Joe Guse on the AE special "The Tragic Side of Comedy"

Tuesday, September 6, 2011

Chapter 3

When it came time to identify his wife, he saw the scratches on her arms and hands, and was told by the doctor that she likely got them trying to protect Kim right up to the end. It didn’t surprise him in the slightest, and for a brief moment he thought about how she had once told him she never felt like she was cut out to be a mother. She was the fiercest protector he had even seen, and being with Kim had awakened a part of her that was at the same time so strong yet so vulnerable, that it had been truly awe-inspiring to observe.

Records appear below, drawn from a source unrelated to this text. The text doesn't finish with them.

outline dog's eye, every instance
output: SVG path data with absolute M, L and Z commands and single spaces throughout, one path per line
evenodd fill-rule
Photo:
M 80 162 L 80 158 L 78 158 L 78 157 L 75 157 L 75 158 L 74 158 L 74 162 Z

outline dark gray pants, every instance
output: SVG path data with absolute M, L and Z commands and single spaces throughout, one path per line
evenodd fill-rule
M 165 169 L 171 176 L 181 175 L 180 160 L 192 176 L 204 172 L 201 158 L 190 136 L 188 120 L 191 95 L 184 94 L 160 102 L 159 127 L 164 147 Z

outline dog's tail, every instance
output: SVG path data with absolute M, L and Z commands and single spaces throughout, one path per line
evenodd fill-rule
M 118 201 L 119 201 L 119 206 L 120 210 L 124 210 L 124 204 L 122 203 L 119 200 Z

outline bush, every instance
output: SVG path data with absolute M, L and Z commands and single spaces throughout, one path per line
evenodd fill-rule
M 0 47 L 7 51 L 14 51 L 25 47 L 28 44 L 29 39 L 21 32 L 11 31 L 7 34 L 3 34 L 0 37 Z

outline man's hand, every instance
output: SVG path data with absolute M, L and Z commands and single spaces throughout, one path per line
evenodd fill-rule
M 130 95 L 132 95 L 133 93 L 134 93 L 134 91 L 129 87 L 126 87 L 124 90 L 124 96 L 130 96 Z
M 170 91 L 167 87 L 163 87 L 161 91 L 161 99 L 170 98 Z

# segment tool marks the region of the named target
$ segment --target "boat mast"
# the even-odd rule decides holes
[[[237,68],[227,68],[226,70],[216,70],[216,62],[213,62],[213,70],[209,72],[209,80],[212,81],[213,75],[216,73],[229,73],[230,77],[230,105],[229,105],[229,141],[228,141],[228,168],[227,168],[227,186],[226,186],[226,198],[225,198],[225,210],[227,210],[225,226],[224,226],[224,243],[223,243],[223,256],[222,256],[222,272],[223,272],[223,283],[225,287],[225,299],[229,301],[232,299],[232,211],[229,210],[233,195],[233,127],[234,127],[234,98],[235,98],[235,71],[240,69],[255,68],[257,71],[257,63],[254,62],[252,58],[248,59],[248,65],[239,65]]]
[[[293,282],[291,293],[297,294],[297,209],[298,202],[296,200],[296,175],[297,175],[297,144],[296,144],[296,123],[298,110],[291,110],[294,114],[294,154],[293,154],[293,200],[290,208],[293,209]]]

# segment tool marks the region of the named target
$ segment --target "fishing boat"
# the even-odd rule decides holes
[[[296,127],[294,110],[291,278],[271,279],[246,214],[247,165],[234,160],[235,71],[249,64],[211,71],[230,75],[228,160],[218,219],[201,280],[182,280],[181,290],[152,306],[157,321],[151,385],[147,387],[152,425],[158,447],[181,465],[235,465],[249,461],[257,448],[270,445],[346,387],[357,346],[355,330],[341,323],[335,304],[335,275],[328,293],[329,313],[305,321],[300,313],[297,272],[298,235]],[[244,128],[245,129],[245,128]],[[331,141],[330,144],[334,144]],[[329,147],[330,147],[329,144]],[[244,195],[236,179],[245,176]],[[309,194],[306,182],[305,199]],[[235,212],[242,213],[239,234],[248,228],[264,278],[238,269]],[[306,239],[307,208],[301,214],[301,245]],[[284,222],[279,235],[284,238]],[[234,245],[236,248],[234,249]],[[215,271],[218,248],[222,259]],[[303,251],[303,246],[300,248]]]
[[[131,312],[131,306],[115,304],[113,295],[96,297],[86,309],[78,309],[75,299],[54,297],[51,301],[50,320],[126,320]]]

He was continually amazed by their love for one another.

As he looked down at her lifeless body, he reached down and put his hand on her face, remembering as he did the first time he had ever done this as she lay quietly sleeping beside him the very first night that they had met. He thought about how much he was looking forward to watching this face change over the years. How it might have changed as laugh lines and wrinkles and life’s travails continued to add to its character. He would only touch it again in his imagination now, and he held his hand to her face for as long as he could possibly could, before the doctor came and gently led him out of the room.

He walked down to the edge of Lake Michigan to a place he used to walk with Stephanie when they first met, and watched the lights of Chicago, thinking about the lives that were going on somewhere behind the lights. He wanted to tell them to take some time and look at the people they loved very closely, because life could intervene any goddamn time it wanted and take it all away. In some terrifying and completely random way, the predator could find a perfectly happy family and snuff them out without any kind of rhyme or reason.

Back in his car, he took the bottle back out of the glove compartment and had another swig. As he did, he reminded himself that he had to keep it together for at least a couple of more days before surrendering completing to his destructive impulses, even if that was the road he chose to go down. He had phone calls to make and arrangements to make, and he knew he owed it to the girls to do it properly. He put the bottle away and began driving very slowly to his empty home. Knowing it was a home that would never be the same again.